Antiphospholipid syndrome (APS) in patients with systemic lupus erythematosus (SLE) implies a more severe disease with more damage accrual and higher mortality
Por:
Riancho-Zarrabeitia, L, Martinez-Taboada, V, Rua-Figueroa, I, Alonso, F, Galindo-Izquierdo, M, Ovalles, J, Olive-Marques, A, Fernandez-Nebro, A, Calvo-Alen, J, Menor-Almagro, R, Tomero-Muriel, E, Uriarte-Isacelaya, E, Botenau, A, Andres, M, Freire-Gonzalez, M, Soler, G, Ruiz-Lucea, E, Ibanez-Barcelo, M, Castellvi, I, Galisteo, C, Vila, V, Raya, E, Narvaez-Garcia, J, Exposito, L, Hernandez-Beriain, J, Horcada, L, Aurrecoechea, E and Pego-Reigosa, J
Publicada:
1 oct 2020
Ahead of Print:
1 ago 2020
Resumen:
Introduction Antiphospholipid antibodies (aPL) have been associated with organ damage and certain features in systemic lupus erythematosus(SLE) patients.

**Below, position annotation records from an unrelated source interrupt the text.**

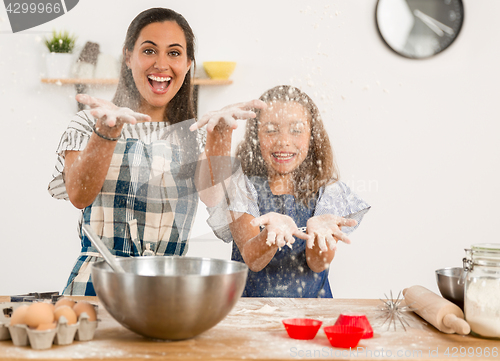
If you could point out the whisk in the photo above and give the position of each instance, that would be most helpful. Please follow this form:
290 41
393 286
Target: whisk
394 312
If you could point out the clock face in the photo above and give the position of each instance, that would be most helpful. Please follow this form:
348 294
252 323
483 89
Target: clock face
419 28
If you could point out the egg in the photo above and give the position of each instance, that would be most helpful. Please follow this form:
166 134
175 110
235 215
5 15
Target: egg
46 326
39 313
81 307
65 302
19 315
67 312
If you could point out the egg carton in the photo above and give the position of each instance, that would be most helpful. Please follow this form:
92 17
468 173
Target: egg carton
63 334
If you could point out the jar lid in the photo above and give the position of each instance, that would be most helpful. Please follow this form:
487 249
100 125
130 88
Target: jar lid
485 252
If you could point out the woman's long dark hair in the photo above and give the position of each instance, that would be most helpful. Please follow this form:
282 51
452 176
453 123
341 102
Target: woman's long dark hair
181 107
319 167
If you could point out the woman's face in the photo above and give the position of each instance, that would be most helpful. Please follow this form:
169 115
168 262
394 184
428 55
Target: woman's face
284 133
159 63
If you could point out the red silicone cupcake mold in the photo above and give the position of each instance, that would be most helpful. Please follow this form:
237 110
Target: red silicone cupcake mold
302 328
356 320
343 336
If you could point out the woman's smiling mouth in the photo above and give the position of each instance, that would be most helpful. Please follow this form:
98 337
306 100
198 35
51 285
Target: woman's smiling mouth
159 84
282 157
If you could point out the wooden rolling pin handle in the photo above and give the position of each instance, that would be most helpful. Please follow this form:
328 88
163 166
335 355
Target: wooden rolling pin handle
459 325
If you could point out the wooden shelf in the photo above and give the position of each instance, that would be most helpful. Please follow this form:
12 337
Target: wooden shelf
197 81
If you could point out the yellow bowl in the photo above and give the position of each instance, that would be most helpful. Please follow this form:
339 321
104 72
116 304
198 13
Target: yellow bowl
219 69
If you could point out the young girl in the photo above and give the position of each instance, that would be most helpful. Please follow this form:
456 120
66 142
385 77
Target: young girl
131 164
289 209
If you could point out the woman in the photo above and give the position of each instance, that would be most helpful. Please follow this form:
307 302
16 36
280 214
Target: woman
131 164
288 209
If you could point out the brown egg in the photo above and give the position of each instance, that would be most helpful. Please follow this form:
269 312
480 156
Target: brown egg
19 315
81 307
67 312
39 313
46 326
65 302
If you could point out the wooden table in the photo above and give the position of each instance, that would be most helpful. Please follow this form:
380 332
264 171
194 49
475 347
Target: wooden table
253 330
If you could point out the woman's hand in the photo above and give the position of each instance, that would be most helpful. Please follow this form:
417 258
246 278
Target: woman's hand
280 229
229 115
325 230
109 114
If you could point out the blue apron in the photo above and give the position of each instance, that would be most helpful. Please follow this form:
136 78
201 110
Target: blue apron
287 274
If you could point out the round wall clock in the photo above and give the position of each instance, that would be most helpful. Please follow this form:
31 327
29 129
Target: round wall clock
419 28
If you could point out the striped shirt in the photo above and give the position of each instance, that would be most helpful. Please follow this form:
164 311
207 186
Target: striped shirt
335 198
148 200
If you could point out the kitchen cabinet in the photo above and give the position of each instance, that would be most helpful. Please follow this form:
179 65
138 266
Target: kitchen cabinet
253 330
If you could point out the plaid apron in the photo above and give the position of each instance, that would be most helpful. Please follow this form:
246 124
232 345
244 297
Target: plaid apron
148 201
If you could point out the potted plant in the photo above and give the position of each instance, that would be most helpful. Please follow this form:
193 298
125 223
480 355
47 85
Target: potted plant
60 58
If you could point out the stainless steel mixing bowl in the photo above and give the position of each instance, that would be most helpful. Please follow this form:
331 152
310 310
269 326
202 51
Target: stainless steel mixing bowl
169 298
449 285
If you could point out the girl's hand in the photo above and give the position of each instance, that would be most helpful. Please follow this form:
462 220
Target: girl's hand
109 114
325 229
280 229
229 115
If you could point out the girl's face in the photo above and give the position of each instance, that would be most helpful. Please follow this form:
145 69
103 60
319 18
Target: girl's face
284 133
159 63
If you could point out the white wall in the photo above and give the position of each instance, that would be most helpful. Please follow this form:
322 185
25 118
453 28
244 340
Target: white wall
416 139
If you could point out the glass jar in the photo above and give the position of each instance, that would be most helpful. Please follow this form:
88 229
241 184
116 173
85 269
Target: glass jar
482 289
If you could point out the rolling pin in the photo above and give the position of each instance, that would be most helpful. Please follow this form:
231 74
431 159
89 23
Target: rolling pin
439 312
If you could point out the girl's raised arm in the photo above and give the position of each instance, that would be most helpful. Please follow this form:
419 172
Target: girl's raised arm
259 247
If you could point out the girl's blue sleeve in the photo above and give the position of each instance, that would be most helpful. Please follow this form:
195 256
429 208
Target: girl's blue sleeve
241 198
338 199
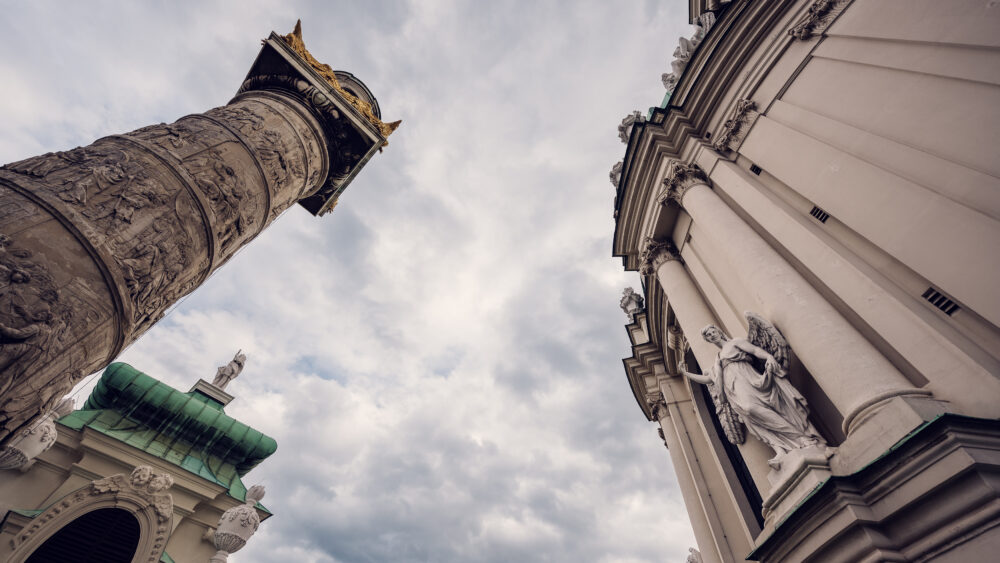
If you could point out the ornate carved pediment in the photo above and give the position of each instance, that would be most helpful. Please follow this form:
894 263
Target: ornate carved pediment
680 177
142 493
821 15
735 129
631 303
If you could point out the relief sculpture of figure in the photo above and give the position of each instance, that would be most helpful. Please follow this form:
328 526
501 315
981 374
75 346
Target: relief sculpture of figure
749 386
228 372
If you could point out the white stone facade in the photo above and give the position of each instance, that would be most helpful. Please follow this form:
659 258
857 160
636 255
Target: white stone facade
830 165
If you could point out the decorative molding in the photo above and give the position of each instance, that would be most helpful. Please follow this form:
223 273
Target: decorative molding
628 122
631 303
821 15
654 254
680 177
685 49
735 129
142 493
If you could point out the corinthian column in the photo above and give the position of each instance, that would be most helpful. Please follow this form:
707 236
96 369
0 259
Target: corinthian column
853 374
98 241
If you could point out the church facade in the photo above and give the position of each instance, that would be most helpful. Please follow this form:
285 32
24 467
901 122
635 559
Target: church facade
140 472
820 184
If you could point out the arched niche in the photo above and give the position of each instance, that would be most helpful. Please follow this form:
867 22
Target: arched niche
140 494
105 535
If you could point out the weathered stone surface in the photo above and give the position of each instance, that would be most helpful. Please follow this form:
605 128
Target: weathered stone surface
97 242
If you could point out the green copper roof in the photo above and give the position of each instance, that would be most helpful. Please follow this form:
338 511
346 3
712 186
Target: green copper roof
187 429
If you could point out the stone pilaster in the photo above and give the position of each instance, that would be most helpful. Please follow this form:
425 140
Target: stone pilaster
97 242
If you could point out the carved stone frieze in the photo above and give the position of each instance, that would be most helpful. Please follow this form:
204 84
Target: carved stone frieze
735 129
821 14
142 493
97 242
680 177
656 253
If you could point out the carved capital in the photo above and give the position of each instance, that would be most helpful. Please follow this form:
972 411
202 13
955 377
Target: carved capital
237 525
735 129
631 303
659 408
656 253
820 15
680 177
616 173
142 494
625 128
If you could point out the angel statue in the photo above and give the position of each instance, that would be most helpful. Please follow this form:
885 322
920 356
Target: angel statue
749 386
228 372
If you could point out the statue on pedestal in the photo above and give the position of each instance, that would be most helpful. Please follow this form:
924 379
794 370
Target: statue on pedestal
749 386
228 372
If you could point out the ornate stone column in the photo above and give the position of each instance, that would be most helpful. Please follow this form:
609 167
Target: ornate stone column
97 242
853 374
693 314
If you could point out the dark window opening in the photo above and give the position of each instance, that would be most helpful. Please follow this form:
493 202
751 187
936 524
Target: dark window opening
941 301
819 214
106 535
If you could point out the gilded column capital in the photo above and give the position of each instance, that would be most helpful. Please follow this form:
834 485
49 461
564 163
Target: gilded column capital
680 177
654 254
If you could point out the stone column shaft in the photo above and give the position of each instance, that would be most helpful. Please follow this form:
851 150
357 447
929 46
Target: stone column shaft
693 314
850 370
97 242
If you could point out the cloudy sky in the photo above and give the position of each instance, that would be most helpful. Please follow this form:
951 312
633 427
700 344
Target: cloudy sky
440 358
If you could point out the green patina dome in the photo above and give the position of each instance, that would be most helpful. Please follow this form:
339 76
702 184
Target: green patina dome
187 429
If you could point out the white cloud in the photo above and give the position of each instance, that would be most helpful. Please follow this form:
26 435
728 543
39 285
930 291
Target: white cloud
439 359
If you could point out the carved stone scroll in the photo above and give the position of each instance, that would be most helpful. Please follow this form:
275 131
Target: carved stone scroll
680 177
821 14
735 129
656 253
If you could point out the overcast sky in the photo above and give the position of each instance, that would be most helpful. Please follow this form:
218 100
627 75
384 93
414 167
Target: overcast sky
440 358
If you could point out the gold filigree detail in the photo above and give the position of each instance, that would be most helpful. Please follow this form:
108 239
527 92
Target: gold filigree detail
294 40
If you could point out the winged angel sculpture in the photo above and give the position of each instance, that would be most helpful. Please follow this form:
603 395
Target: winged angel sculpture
749 386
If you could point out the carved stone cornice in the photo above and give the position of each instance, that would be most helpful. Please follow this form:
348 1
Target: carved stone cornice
625 128
655 254
735 129
820 15
658 405
680 177
142 493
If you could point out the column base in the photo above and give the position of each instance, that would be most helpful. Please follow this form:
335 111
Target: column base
800 473
933 495
876 428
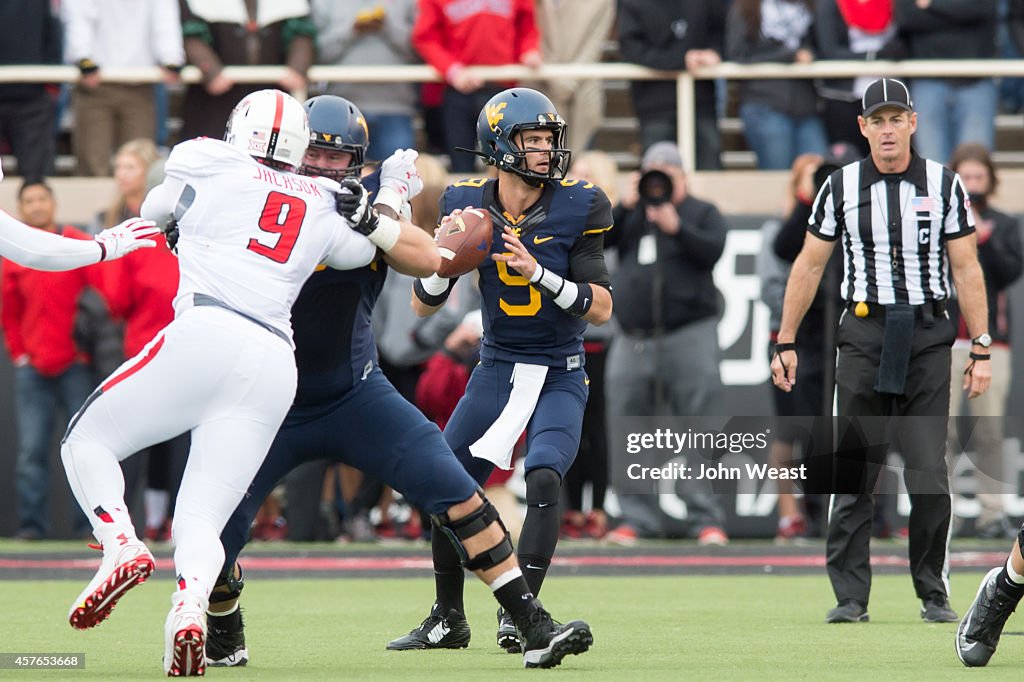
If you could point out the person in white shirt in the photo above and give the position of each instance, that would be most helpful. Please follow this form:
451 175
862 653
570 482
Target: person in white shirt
110 34
45 251
250 232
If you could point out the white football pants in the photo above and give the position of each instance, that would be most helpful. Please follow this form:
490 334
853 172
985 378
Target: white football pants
210 372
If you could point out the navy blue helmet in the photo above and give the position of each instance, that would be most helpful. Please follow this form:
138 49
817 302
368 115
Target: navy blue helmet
337 125
510 113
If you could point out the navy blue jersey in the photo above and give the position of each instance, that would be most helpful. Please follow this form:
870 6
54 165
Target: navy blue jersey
331 318
562 230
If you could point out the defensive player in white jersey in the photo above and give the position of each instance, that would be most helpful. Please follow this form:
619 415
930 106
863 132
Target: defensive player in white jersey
251 231
44 251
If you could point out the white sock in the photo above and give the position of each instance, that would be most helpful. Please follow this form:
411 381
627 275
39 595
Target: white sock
95 478
199 555
156 507
505 579
1015 578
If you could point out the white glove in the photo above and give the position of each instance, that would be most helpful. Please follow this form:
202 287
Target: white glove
398 172
123 239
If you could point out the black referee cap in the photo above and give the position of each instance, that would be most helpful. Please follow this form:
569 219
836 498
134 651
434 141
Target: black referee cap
886 92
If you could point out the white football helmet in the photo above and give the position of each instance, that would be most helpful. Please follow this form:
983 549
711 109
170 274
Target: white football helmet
269 125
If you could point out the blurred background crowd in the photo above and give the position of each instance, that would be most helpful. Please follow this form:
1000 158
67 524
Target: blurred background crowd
65 332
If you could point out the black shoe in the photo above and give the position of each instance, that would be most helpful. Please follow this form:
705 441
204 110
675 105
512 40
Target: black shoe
546 642
997 529
848 611
436 632
508 638
937 609
225 641
978 634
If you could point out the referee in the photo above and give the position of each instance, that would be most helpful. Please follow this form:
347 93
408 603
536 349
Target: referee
905 224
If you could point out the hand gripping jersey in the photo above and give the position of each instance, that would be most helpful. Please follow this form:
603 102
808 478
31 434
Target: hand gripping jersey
563 230
250 236
332 318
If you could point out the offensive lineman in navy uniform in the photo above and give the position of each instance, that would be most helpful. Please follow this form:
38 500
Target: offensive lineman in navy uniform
345 410
545 281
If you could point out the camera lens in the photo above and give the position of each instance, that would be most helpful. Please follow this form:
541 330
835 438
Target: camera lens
655 187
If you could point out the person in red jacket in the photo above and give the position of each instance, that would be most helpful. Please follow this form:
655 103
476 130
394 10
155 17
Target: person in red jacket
451 35
37 312
140 289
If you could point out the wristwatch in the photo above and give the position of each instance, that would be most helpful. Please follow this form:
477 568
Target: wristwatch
983 340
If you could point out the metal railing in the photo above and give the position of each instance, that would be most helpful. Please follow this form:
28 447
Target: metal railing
598 71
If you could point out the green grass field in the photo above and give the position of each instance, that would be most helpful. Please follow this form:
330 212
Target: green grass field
699 628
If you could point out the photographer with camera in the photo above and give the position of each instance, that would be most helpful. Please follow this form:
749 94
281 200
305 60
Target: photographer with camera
665 361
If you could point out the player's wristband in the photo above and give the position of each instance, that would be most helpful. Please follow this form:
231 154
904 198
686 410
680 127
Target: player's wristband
387 232
574 298
432 291
390 198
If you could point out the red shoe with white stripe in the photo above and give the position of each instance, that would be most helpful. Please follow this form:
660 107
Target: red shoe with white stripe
127 562
184 637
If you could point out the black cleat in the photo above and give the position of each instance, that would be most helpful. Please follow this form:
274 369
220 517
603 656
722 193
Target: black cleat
848 611
937 609
225 640
978 634
546 642
436 632
508 638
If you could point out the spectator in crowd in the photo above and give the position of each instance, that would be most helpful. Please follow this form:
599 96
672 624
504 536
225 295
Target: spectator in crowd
244 34
103 34
37 312
377 33
97 333
574 31
1001 258
675 36
139 290
591 465
780 116
452 35
669 242
30 33
852 30
953 110
1008 47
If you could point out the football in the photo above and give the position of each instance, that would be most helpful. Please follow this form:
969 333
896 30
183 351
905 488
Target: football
464 242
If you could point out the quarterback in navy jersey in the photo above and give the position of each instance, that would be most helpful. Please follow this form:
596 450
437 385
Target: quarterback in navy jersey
346 411
545 281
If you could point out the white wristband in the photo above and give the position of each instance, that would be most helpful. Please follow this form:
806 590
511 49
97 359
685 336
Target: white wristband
435 285
390 198
387 232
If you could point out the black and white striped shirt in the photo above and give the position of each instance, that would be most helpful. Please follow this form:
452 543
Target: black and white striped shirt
894 228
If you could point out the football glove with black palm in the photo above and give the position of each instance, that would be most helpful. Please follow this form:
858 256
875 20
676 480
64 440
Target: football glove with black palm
352 204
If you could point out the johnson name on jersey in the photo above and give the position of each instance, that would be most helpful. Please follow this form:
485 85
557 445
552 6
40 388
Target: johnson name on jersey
250 235
563 230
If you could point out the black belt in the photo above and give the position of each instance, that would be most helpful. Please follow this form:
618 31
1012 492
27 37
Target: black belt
204 299
927 310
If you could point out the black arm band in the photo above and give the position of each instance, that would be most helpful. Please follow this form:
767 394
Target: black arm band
432 300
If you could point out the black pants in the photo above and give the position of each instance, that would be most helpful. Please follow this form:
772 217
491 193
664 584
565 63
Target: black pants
864 428
28 125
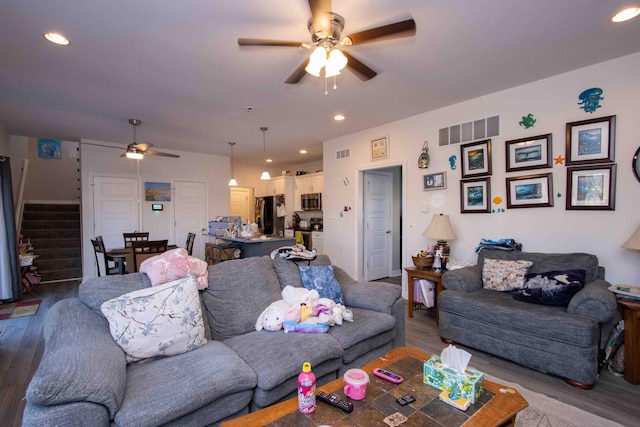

Our aim was to investigate the differences between SLE patients according to the presence of aPL and/or clinical antiphospholipid syndrome (APS). Materials and methods Patients from the RELESSER-T registry were included. RELESSER-T is a Spanish multicenter, hospital-based, retrospective, SLE registry. Results We included 2398 SLE patients, 1372 of whom were positive for aPL. Overall 1026 patients were classified as SLE, 555 as SLE-APS and817 as SLE-aPL. Regarding cardiovascular risk factors, SLE-APS patients had higher rates of hypertension, dyslipidemia and diabetes than those with SLE-aPL and SLE (p < 0.001). SLE-APS patients showed higher rates of neuropsychiatric, cardiac, pulmonary, renal and ophthalmological manifestations than the other groups (p < 0.001). SLE-APS patients presented greater damage accrual with higher SLICC values (1.9 +/- 2.2 in SLE-APS, 0.9 +/- 1.4 in SLE-aPL and 1.1 +/- 1.6 in SLE,p < 0.001) and more severe disease as defined by the Katz index (3 +/- 1.8 in SLE-APS, 2.7 +/- 1.7 in SLE-aPL and 2.6 +/- 1.6 in SLE,p < 0.001). SLE-APS patients showed higher mortality rates (p < 0.001). Conclusions SLE-APS patients exhibited more severe clinical profiles with higher frequencies of major organ involvement, greater damage accrual and higher mortality than SLE-aPL and SLE patients.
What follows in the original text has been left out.